Once water samples have been collected from Lake Ontario, they are submitted for analysis to the York-Durham Regional Environmental Laboratory.


The York-Durham Regional Environmental Laboratory has commercial quality testing services specializing in analytical testing to meet the requirements of:

  • Safe Drinking Water Act
  • New Mains
  • Certificates of Approval
  • Waste Water Regulations
  • Sewer Use By-Law
  • Landfill Monitoring

***The results from the York-Durham Regional Environmental Laboratory are ADMISSIBLE IN A COURT OF LAW***


The York-Durham Regional Environmental Laboratory has been accredited by two organizations:

  • CALA (Canadian Association for Laboratory Accreditation) accredited against the International Organization for Standards 17025 (ISO 17025) which requires an on-site assessment every two years.
  • Licensed by the Ontario Ministry of the Environment and Climate Change for analyzing drinking water quality which requires an on-site inspection two times per year.
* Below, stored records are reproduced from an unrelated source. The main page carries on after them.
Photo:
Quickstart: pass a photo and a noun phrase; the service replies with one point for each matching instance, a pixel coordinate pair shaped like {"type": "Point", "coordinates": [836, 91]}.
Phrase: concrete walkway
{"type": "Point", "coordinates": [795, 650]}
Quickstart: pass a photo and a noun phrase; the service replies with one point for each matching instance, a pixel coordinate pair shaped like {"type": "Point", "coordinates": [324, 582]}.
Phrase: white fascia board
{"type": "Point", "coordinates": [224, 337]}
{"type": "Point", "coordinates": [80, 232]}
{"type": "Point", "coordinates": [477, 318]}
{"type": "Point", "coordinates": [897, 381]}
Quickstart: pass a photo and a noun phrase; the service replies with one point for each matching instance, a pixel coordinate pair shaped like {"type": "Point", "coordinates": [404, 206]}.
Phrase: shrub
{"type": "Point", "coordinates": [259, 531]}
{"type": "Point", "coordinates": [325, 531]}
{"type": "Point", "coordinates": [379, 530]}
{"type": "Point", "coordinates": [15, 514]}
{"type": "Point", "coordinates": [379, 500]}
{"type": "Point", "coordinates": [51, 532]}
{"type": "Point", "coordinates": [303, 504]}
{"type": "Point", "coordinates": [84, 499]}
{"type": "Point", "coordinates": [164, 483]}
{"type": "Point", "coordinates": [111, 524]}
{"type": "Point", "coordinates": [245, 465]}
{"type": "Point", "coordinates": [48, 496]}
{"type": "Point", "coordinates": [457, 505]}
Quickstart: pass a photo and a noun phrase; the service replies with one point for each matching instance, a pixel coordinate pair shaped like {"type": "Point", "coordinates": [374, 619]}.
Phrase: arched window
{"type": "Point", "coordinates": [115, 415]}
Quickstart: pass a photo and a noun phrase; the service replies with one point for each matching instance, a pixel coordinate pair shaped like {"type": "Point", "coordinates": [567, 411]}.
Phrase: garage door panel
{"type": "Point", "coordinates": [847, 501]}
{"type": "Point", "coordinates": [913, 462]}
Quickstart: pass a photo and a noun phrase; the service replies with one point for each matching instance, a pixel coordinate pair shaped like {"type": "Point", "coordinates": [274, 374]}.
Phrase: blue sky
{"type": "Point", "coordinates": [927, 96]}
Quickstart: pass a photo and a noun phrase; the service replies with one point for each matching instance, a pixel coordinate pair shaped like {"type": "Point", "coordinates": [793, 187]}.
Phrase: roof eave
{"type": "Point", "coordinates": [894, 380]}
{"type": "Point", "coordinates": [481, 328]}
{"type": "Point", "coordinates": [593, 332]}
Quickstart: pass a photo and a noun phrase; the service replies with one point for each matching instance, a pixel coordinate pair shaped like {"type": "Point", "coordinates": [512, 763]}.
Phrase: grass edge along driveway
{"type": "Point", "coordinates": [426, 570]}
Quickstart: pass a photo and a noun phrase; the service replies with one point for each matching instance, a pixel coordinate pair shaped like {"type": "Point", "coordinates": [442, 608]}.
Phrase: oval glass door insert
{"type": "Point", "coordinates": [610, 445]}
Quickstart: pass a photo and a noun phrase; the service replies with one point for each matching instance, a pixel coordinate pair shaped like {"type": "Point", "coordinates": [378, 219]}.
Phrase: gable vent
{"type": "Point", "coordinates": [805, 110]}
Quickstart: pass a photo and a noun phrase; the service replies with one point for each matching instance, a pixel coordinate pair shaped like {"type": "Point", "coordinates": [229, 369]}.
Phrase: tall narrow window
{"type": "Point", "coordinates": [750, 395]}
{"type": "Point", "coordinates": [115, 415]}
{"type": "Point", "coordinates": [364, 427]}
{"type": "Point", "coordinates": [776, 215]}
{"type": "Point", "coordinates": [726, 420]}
To receive and maintain accreditation, lab practises and results are validated internally as well as by both CALA and the MOECC. Validation is achieved through:

  • Blind Proficiency Testing of samples from an accredited source.
  • Blind Round Robin samples from the Ontario Ministry of the Environment and the Toronto and Region Conservation Authority (TRCA).
  • Internal lab quality control, running standards, surrogates, duplicates, spikes, and blanks.
  • Audits by CALA and MOECC at scheduled intervals.

Other Clients

Analytical services are provided to a wide variety of clients including:

  • Large Municipalities
  • Conservation Authorities
  • School Boards
  • Industries
  • Engineering Consultants
  • Small Waterworks

Lab Strengths

The York-Durham Regional Environmental Laboratory has an excellent customer service record with competent scientists who excel at:

  • Short lab turnaround times.
  • Following a Chain of Custody protocol (results are admissible in a Court of Law).
  • Follow up support to clients after samples have been analyzed.
  • LIMS (Lab Information Management System).
  • Trouble shooting.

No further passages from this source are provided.